A un campione del basket, appassionato di calcio, non posso non chiedere un pensiero sullo sport...
«Adesso è chiaramente in secondo piano, ma io spero che lo sport, quando l’emergenza passerà e sarà possibile riprenderlo, possa essere un formidabile messaggio di coesione sociale e di segno di ritorno alla normalità. Io non so quando questo potrà avvenire, ma spero che i valori positivi dello sport possano aiutarci. Uso le parole del grande Valerio Bianchini, che ha detto che in questo momento noi dobbiamo stare in difesa, cercare di difendere duro e ripararci da questo avversario invisibile, nella speranza di trovare l’azione offensiva che ci consenta di correre ai ripari. In attesa dello sport, oggi dobbiamo ringraziare i campioni che sono in campo in questo periodo».

Parole sante. Immagino tu abbia ben chiaro in mente chi compone la squadra...

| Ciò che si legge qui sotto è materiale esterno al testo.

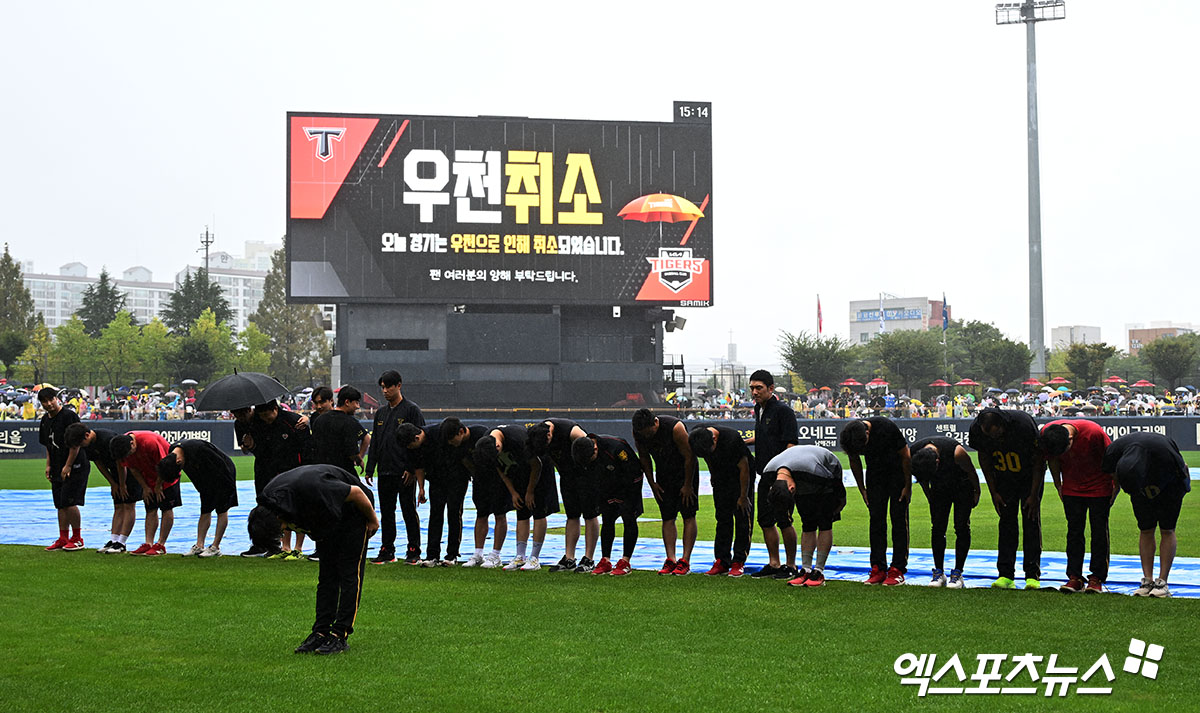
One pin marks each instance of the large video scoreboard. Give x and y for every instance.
(509, 210)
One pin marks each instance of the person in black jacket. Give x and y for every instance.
(337, 511)
(397, 481)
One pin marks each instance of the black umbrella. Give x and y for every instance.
(239, 390)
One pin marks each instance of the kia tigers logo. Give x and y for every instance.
(324, 136)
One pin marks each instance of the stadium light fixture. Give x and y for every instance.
(1030, 13)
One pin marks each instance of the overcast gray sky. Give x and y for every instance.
(858, 147)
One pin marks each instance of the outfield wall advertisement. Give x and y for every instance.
(456, 209)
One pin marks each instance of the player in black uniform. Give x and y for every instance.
(529, 480)
(1152, 471)
(886, 491)
(729, 467)
(945, 471)
(66, 468)
(611, 465)
(126, 490)
(1014, 467)
(214, 477)
(396, 480)
(553, 437)
(665, 439)
(337, 511)
(775, 430)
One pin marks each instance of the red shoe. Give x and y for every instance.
(799, 581)
(719, 568)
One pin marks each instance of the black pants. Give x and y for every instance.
(1093, 511)
(340, 579)
(961, 499)
(391, 487)
(447, 493)
(733, 525)
(883, 495)
(1030, 519)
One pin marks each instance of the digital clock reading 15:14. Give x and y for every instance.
(694, 113)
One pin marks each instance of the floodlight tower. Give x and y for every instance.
(1032, 12)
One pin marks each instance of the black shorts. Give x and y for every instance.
(71, 491)
(820, 510)
(672, 505)
(490, 496)
(580, 498)
(135, 492)
(220, 499)
(1162, 511)
(171, 499)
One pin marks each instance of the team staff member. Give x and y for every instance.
(1013, 467)
(887, 491)
(337, 511)
(665, 439)
(139, 453)
(214, 477)
(808, 479)
(126, 492)
(612, 466)
(553, 437)
(774, 430)
(945, 471)
(1152, 471)
(729, 467)
(396, 480)
(1074, 450)
(66, 468)
(529, 480)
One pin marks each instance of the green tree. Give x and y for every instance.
(910, 358)
(299, 349)
(1086, 361)
(1171, 358)
(195, 294)
(821, 361)
(17, 317)
(117, 349)
(75, 353)
(100, 305)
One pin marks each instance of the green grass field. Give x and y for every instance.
(94, 633)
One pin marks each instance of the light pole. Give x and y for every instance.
(1030, 13)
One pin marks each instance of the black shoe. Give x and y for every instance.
(311, 643)
(333, 645)
(564, 564)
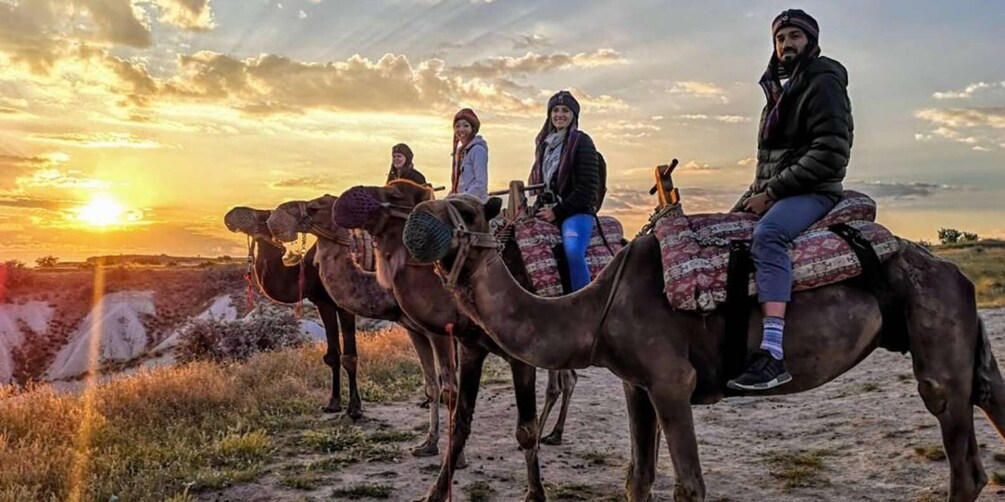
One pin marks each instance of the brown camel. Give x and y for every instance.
(357, 290)
(670, 358)
(281, 284)
(423, 298)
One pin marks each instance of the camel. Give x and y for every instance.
(423, 298)
(669, 359)
(281, 284)
(357, 290)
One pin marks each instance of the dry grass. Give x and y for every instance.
(176, 432)
(984, 263)
(799, 469)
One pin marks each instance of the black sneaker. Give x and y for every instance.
(763, 372)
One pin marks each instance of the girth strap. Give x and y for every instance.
(893, 323)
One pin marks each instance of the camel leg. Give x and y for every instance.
(568, 379)
(528, 431)
(471, 359)
(671, 399)
(945, 338)
(992, 399)
(350, 360)
(330, 318)
(644, 444)
(943, 359)
(552, 394)
(427, 361)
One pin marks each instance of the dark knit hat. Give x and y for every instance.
(468, 114)
(564, 97)
(799, 19)
(403, 149)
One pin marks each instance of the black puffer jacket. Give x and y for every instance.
(576, 180)
(809, 149)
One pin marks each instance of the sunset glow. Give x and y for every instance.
(104, 211)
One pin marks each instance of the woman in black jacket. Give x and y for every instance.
(566, 162)
(401, 166)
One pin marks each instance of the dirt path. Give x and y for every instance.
(854, 439)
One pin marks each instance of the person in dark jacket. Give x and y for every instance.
(804, 144)
(402, 167)
(566, 162)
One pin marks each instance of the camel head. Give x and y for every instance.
(248, 221)
(313, 217)
(453, 231)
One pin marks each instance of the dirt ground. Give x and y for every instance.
(864, 437)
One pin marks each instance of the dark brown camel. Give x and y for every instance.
(281, 284)
(423, 298)
(669, 358)
(357, 290)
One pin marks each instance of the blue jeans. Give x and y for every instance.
(576, 233)
(777, 229)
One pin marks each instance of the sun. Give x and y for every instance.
(102, 211)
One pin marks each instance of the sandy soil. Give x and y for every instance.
(865, 426)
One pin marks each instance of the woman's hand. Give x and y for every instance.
(759, 204)
(546, 214)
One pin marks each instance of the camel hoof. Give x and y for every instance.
(355, 414)
(535, 497)
(554, 439)
(427, 449)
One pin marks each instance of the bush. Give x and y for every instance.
(47, 261)
(270, 328)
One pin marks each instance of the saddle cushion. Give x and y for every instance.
(537, 238)
(363, 250)
(695, 252)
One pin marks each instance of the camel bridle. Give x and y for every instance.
(466, 239)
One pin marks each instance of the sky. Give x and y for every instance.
(133, 126)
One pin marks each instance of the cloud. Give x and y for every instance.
(47, 204)
(695, 166)
(312, 182)
(973, 127)
(722, 118)
(187, 14)
(968, 91)
(698, 89)
(531, 41)
(55, 178)
(97, 140)
(539, 63)
(895, 190)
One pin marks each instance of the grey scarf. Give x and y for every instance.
(553, 156)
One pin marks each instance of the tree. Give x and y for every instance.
(47, 261)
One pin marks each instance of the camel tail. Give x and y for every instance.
(986, 373)
(988, 391)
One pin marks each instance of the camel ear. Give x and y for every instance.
(492, 208)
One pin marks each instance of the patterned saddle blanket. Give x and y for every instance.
(537, 240)
(695, 252)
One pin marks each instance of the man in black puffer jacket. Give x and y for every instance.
(804, 144)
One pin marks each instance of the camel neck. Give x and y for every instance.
(352, 287)
(554, 333)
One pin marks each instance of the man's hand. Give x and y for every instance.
(759, 204)
(546, 214)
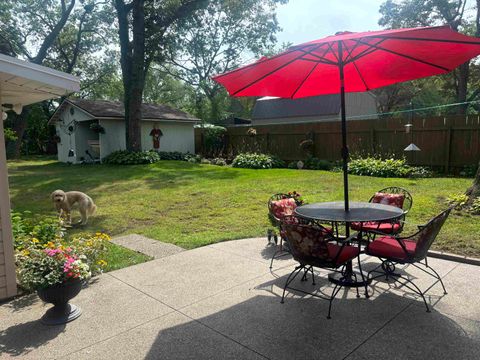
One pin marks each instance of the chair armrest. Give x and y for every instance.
(346, 240)
(377, 232)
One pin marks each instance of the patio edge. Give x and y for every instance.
(452, 257)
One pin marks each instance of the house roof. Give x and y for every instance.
(310, 106)
(115, 110)
(23, 83)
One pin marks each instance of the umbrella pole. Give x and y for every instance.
(344, 127)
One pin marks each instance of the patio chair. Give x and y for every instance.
(395, 196)
(279, 206)
(312, 245)
(394, 250)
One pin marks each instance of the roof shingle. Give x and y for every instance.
(115, 109)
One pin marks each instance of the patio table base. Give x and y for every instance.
(348, 280)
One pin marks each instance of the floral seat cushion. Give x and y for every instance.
(283, 207)
(389, 247)
(389, 199)
(307, 242)
(386, 228)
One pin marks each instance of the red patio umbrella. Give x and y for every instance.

«Certo. Grazie a medici infermieri, che salvano la vita a tutti noi mettendo in gioco la loro. E grazie a tutti i lavoratori che continuano a tenere vivo il paese operando nelle filiere che non possono fermarsi come quelle alimentare e farmaceutico e nelle altre. Ringrazio di cuore tutte queste donne e uomini, che lavorano in modo massacrante e che rappresentano in modo visibile la nostra speranza».

Grazie, Flavio. Un caro saluto.
«Grazie a te e abbiate cura di voi, in Abruzzo. Tutti insieme, cerchiamo di fare una buona difesa!».